Abstract

Unmanned aerial vehicles offer services such as military reconnaissance in potentially adversarial controlled regions. In addition, they have been deployed in civilian critical infrastructure monitoring. In this environment, real-time and massive data is exchanged between the aerial vehicles and the ground control stations. Depending on the mission of these aerial vehicles, some of the collected and transmitted data is sensitive and private. Therefore, many security protocols have been presented to offer privacy and security protection. However, majority of these schemes fail to consider attack vectors such as side-channeling, de-synchronization and known secret session temporary information leakages. This last attack can be launched upon adversarial physical capture of these drones.
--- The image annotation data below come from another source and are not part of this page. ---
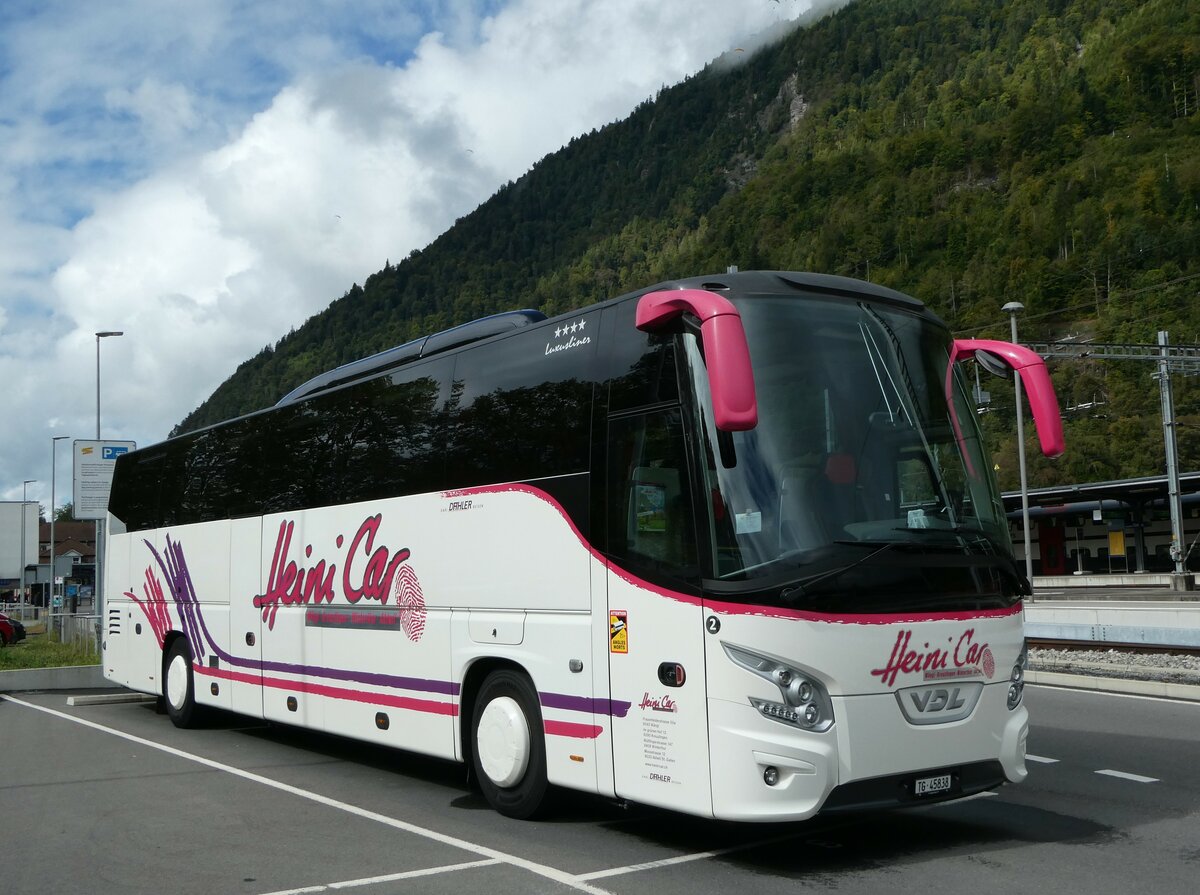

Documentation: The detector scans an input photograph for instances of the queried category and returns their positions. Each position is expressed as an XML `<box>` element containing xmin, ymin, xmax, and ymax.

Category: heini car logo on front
<box><xmin>871</xmin><ymin>627</ymin><xmax>996</xmax><ymax>686</ymax></box>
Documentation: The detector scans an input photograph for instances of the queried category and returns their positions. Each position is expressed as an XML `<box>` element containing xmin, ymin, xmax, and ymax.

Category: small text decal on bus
<box><xmin>871</xmin><ymin>627</ymin><xmax>996</xmax><ymax>686</ymax></box>
<box><xmin>254</xmin><ymin>513</ymin><xmax>425</xmax><ymax>641</ymax></box>
<box><xmin>546</xmin><ymin>319</ymin><xmax>592</xmax><ymax>355</ymax></box>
In addition, some of these protocols deploy computationally intensive asymmetric cryptographic primitives that result in high overheads. In this paper, an authentication protocol based on lightweight quadratic residues and hash functions is developed. Its formal security analysis is executed using the widely deployed random oracle model. In addition, informal security analysis is carried out to show its robustness under the Dolev–Yao (DY) and Canetti–Krawczyk (CK) threat models. In terms of operational efficiency, it is shown to have relatively lower execution time, communication costs, and incurs the least storage costs among other related protocols. Specifically, the proposed protocol provides a 25% improvement in supported security and privacy features and a 6.52% reduction in storage costs. In overall, the proposed methodology offers strong security and privacy protection at lower execution time, storage and communication overheads.